Happy Festivus!
posted on
Dec 30, 2007 06:36AM
Crystallex International Corporation is a Canadian-based gold company with a successful record of developing and operating gold mines in Venezuela and elsewhere in South America
'..."The central banks are rapidly losing control. By not cutting interest rates nearly far enough or fast enough, they are allowing the money markets to dictate policy. We are long past worrying about moral hazard," he says.
"They still have another couple of months before this starts imploding.

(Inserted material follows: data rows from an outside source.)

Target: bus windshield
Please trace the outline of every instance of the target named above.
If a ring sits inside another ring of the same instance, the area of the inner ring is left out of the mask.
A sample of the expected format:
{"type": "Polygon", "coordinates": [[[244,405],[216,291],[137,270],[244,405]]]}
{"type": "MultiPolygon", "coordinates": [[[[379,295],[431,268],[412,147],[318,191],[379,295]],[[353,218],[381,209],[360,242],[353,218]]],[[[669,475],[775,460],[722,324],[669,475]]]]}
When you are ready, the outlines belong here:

Things are very unstable and can move incredibly fast. I don't think the central banks are going to make a major policy error, but if they do, this could make 1929 look like a walk in the park," he adds.'
"...The Bank of England knows the risk. Markets director Paul Tucker says the crisis has moved beyond the collapse of mortgage securities, and is now eating into the bedrock of banking capital. "We must try to avoid the vicious circle in which tighter liquidity conditions, lower asset values, impaired capital resources, reduced credit supply, and slower aggregate demand feed back on each other," he says.
New York's Federal Reserve chief Tim Geithner echoed the words, warning of an "adverse self-reinforcing dynamic", banker-speak for a downward spiral. The Fed has broken decades of practice by inviting all US depositary banks to its lending window, bringing dodgy mortgage securities as collateral."

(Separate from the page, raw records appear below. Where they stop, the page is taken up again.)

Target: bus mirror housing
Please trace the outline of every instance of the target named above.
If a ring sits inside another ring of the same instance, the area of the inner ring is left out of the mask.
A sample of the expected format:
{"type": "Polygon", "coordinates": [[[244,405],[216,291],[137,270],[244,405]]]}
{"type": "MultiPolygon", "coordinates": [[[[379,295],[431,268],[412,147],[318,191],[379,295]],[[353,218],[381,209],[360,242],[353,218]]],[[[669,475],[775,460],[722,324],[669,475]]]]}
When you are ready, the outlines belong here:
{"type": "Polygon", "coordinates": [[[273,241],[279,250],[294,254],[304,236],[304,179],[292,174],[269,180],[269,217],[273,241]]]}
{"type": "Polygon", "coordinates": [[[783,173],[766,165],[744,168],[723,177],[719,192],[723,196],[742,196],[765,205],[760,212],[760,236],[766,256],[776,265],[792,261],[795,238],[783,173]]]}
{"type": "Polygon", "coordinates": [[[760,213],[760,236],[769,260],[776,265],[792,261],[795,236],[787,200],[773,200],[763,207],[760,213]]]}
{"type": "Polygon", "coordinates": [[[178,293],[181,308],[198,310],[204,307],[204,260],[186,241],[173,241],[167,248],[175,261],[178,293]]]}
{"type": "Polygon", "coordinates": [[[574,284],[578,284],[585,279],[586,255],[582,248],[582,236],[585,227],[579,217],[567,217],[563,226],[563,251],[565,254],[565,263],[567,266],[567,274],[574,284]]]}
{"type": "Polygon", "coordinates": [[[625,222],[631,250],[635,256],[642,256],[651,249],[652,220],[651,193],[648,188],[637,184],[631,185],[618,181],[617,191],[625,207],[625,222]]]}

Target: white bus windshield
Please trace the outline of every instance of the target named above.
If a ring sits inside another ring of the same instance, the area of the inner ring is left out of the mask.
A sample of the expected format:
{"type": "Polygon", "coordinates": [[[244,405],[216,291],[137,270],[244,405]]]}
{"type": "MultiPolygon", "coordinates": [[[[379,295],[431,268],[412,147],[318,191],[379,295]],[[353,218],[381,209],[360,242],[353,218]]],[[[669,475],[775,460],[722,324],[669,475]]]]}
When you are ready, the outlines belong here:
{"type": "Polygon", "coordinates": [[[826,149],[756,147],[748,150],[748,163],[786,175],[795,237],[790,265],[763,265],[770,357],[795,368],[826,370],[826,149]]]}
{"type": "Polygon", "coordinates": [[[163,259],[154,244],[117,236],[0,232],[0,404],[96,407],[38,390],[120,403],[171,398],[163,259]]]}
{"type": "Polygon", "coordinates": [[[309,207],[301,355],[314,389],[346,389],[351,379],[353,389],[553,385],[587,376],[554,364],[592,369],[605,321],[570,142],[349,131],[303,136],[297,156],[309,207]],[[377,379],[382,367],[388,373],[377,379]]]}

"...When a credit system implodes, it can feed on itself with lightning speed. Current rates in America (4.25 per cent), Britain (5.5 per cent), and the eurozone (4 per cent) have scope to fall a long way, but this may prove less of a panacea than often assumed. The risk is a Japanese denouement across the Anglo-Saxon world and half Europe.
Bernard Connolly, global strategist at Banque AIG, said the Fed and allies had scripted a Greek tragedy by under-pricing credit long ago and seem paralysed as post-bubble chickens now come home to roost. "The central banks are trying to dissociate financial problems from the real economy. They are pushing the world nearer and nearer to the edge of depression. We hope they will eventually be dragged kicking and screaming to do enough, but time is running out," he said.
Glance at the more or less healthy stock markets in New York, London, and Frankfurt, and you might never know that this debate is raging. Hopes that Middle Eastern and Asian wealth funds will plug every hole lifts spirits.
Glance at the debt markets and you hear a different tale. Not a single junk bond has been issued in Europe since August. Every attempt failed.
Europe's corporate bond issuance fell 66pc in the third quarter to $396bn (BIS data). Emerging market bonds plummeted 75pc.
"The kind of upheaval observed in the international money markets over the past few months has never been witnessed in history," says Thomas Jordan, a Swiss central bank governor."